I have performed in a lot of venues in 15 states throughout our great land, including comedy clubs, bars, restaurants, even places like a senior center, golf course clubhouses, parking lots, and a strip club.  I have done well usually, with quite a few “eh!” shows and some downright bombs.  I remember my first bombing was my fourth show ever.  My two buddies came out to see me and I’m sure it’s just a coincidence, but one of my good friends from that show has never spoken to me since.

Friday’s show, however, holds a special place as the worst crowd ever.  We did a couple, but the first actually went pretty well, despite the small turnout and constant interruptions from people walking in to buy food.  Thank God the woman with the baby and four year old girl didn’t stick around for my set.  I did a kid friendly show once and got out exactly 120 seconds’ worth of jokes.  Thank you, good night!
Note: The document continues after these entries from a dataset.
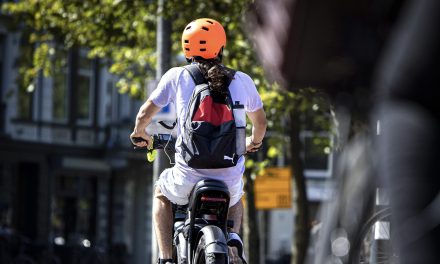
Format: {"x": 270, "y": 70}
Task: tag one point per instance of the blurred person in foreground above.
{"x": 405, "y": 100}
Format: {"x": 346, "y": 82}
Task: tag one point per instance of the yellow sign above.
{"x": 273, "y": 189}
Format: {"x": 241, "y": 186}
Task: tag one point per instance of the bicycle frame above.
{"x": 205, "y": 216}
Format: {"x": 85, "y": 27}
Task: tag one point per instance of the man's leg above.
{"x": 236, "y": 214}
{"x": 163, "y": 224}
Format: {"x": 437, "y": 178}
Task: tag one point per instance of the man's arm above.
{"x": 143, "y": 119}
{"x": 259, "y": 124}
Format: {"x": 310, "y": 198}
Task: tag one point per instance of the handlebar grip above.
{"x": 138, "y": 139}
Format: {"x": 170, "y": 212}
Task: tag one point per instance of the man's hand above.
{"x": 251, "y": 146}
{"x": 144, "y": 135}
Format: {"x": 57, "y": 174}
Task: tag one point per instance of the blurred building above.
{"x": 68, "y": 174}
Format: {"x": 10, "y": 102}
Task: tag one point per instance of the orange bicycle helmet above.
{"x": 203, "y": 37}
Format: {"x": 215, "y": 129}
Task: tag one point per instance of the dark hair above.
{"x": 216, "y": 74}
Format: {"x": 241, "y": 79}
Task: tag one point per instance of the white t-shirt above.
{"x": 177, "y": 86}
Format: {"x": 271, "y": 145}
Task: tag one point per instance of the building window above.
{"x": 317, "y": 154}
{"x": 25, "y": 94}
{"x": 85, "y": 89}
{"x": 59, "y": 98}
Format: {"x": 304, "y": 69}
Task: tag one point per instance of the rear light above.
{"x": 212, "y": 199}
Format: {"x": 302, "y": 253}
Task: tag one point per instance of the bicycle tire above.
{"x": 201, "y": 257}
{"x": 361, "y": 252}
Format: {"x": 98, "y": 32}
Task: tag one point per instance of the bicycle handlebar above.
{"x": 160, "y": 141}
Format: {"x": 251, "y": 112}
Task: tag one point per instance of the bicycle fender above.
{"x": 214, "y": 239}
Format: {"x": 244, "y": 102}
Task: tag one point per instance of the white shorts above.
{"x": 178, "y": 189}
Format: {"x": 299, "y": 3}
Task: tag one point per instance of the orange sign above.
{"x": 273, "y": 188}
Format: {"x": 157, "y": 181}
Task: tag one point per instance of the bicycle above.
{"x": 201, "y": 228}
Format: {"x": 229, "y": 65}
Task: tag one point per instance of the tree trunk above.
{"x": 302, "y": 228}
{"x": 250, "y": 223}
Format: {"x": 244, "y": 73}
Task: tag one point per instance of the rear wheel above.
{"x": 374, "y": 243}
{"x": 202, "y": 256}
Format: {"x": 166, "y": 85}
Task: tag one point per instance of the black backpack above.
{"x": 209, "y": 134}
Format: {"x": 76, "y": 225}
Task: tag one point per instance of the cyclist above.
{"x": 176, "y": 85}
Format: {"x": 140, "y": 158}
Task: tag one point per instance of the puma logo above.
{"x": 228, "y": 158}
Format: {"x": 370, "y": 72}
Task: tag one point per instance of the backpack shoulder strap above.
{"x": 195, "y": 73}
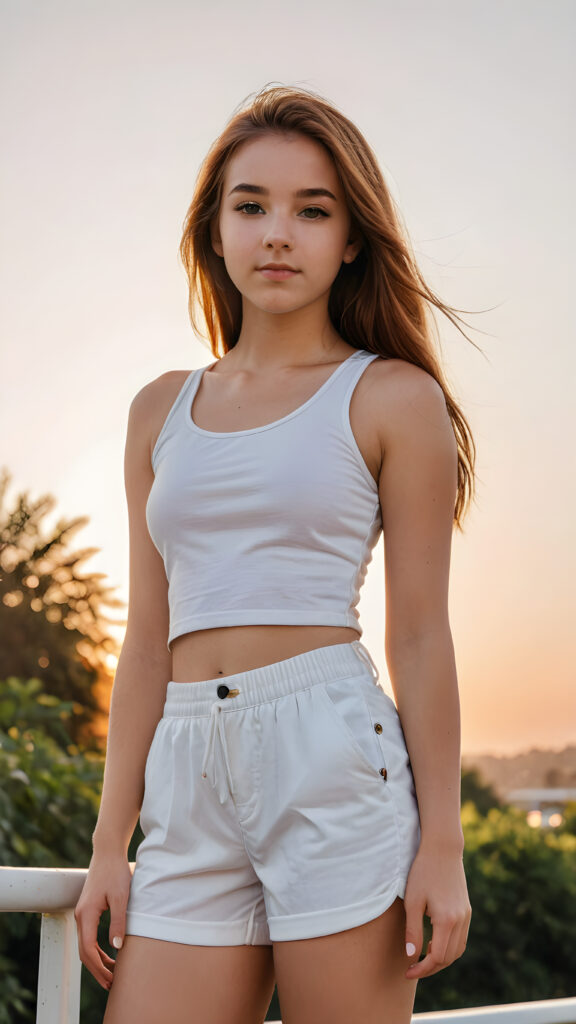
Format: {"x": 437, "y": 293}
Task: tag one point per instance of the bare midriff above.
{"x": 227, "y": 650}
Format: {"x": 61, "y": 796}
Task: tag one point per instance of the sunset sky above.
{"x": 107, "y": 111}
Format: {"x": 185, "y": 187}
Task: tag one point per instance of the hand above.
{"x": 437, "y": 886}
{"x": 108, "y": 885}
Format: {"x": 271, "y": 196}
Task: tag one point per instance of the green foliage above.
{"x": 522, "y": 885}
{"x": 49, "y": 796}
{"x": 522, "y": 881}
{"x": 49, "y": 799}
{"x": 52, "y": 619}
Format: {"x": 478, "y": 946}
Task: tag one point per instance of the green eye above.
{"x": 316, "y": 211}
{"x": 248, "y": 208}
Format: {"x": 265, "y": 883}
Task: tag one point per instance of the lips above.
{"x": 277, "y": 271}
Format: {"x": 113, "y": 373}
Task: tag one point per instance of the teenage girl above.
{"x": 298, "y": 823}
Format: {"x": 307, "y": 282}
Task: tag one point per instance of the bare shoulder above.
{"x": 404, "y": 398}
{"x": 151, "y": 404}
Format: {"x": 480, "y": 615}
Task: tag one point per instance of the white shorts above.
{"x": 279, "y": 804}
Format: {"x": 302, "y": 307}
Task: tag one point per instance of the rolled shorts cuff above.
{"x": 199, "y": 933}
{"x": 338, "y": 919}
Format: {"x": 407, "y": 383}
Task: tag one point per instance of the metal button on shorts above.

The emcee went up first (as is usually the case, I am an ass…) and got the same response from these 15 people that I would get grabbing a microphone and doing a set for a lost rainforest tribe that had never seen a white man before.  He was so happy to bail after doing his time I thought he would jump off the stage.  The feature went up and got about three chuckles in his set.  At this time, I noticed a pretty girl texting and another young lady turned her chair around with her back to the stage.  I was instantly overcome with the realization that this show would suck for me.

I went up, faking interest as best I could and did all my crowd involvement jokes, using lines like “Who in here loves America?”  Nothing.  Commies.  “You guys like sports?”  Blank stares.  FYI, this show was a fundraiser FOR A SPORTS ORGANIZATION.  Now I’m getting pissed.  I knew it wasn’t good when I asked the emcee, from the stage, if he had a gun so he could shoot me or let me turn loose a torrent of bullets on the crowd.  Still, they stared at me blankly, except for texting girl, she wasn’t looking.  I stand by my tweet from that night that I would have rather done a show for NAMBLA than those cold fish bitches.  I would have beat some ass after said show, but at least they may have laughed once and not made me stand up there for 20 agonizing minutes talking to the silent oblivion of comedy.